Anyway. My DP is getting pressure from them to nip this all in the bud whilst maintaining they absolutely will not apologise to me. And that somehow, I am in the wrong. DP disagrees with them but that doesn’t change much because they are withholding attention/love/affection which is upsetting him. This master manipulation is no surprise but my DP is not well attuned for seeing this for what it is. DP wants me to put it all behind me for his sake, just so they can come to the house. I don’t want to not uphold my new found boundary but also don’t want DP feeling upset. I know i’m not being petty, just feeling like I don’t know what’s best in the long run.

I don’t think he should have shouted at you but it is a generational difference. Personally I agree it’s sensible to move hot drinks and warn children, but he’s from a different generation. I hate to say it but I’m guessing there may be a back story here where perhaps you’ve been OTT about safety and he’s lost his cool (excuse the pun) over something which is common sense.

vdbfamily · 28/09/2025 18:30

MauriceTheMussel · 26/09/2025 21:14

These threads always reveal who has experience with batshit in laws and who doesn’t.

I have batshit in-laws with bells on but they are entitled to hold opinions that differ from mine. They produced my DH between them and I live him so I put up with them and managed to actually cater about them despite their extended eccentricities ( and I mean them going NC for 10 years because I was not good enough for their son and he married me against their wishes plus disinheriting him for doing so) but we persevered and eventually found a way to spend time together and he was at his mum's bedside as she was dying and he has n no regrets and understands some of their difficulty with relationships was the way they were raised.
If you live DH and this is making him sad,I would try and find a way to rise above it. Your anecdote does not sound that awful compared to many in law experiences

Bananaandmangosmoothie · 28/09/2025 18:37

A hot cup of tea could do horrible damage to a young child and the fact that he thinks a 1 year old could learn to avoid one rather than moving it out of reach is ridiculous.

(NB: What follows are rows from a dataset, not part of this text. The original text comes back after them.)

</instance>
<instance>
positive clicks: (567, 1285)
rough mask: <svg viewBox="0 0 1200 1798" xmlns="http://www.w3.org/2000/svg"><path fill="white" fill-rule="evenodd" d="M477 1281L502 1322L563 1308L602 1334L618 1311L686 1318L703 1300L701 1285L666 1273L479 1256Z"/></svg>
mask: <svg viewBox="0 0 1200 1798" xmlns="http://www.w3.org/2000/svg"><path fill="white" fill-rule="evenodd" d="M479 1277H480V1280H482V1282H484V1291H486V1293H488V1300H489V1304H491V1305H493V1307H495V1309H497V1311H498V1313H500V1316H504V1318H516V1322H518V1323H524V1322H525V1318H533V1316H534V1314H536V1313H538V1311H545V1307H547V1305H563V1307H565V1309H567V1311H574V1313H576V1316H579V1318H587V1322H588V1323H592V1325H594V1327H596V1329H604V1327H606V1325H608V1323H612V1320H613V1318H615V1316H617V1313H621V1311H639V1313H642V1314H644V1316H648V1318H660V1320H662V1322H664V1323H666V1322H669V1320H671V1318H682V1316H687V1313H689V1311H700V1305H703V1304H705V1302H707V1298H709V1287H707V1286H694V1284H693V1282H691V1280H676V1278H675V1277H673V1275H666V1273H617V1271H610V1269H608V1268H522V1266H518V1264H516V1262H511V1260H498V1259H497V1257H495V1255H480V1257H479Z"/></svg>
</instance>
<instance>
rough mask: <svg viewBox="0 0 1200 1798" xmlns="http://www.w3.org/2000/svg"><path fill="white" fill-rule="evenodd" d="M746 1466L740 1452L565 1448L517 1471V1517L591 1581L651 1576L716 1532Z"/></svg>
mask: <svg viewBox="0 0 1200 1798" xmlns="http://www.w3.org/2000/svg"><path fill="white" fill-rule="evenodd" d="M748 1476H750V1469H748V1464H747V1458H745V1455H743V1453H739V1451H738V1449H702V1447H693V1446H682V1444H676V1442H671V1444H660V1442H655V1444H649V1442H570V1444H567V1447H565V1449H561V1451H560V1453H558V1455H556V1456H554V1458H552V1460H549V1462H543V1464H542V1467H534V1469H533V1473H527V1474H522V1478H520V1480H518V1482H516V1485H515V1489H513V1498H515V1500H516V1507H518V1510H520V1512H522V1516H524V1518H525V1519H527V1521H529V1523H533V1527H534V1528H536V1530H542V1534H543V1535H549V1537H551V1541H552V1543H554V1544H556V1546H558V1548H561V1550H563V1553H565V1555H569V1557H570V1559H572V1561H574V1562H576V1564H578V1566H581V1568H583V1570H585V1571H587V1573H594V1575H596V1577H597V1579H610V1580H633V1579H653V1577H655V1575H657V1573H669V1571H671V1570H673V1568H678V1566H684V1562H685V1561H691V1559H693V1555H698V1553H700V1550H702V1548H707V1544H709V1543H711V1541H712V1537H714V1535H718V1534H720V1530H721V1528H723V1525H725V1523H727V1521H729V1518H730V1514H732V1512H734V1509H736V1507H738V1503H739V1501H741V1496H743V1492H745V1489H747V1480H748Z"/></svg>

Muddlingalongsomehow · 28/09/2025 18:37

I suffered for over 40 years with a spiteful, malicious, manipulative MIL and BIL (FIL, a good man, died early in our relationship). Against that background, please put your foot down now. Set your boundaries now, with them and your husband. I would be a very different person had I not spent most of my adult life trying so hard, bending my head, ignoring it all for the sake of my husband and a quiet life. It is not about joint ownership - this is nonsense. All the family must feel safe and comfortable and respected in their home, not on edge. And nobody's wishes should override that. That's paramount.

And this can put a lot of strain on an otherwise good marriage. When you realise your husband would throw you under a bus rather than take responsibility for addressing you being treated badly...

pikkumyy77 · 28/09/2025 18:43

Spinmerightroundbaby · 28/09/2025 18:29

I don’t think he should have shouted at you but it is a generational difference. Personally I agree it’s sensible to move hot drinks and warn children, but he’s from a different generation. I hate to say it but I’m guessing there may be a back story here where perhaps you’ve been OTT about safety and he’s lost his cool (excuse the pun) over something which is common sense.

Hello? Im 65 and wouldn’t shout at an in law, or in front of small children. Generational divide my left foot.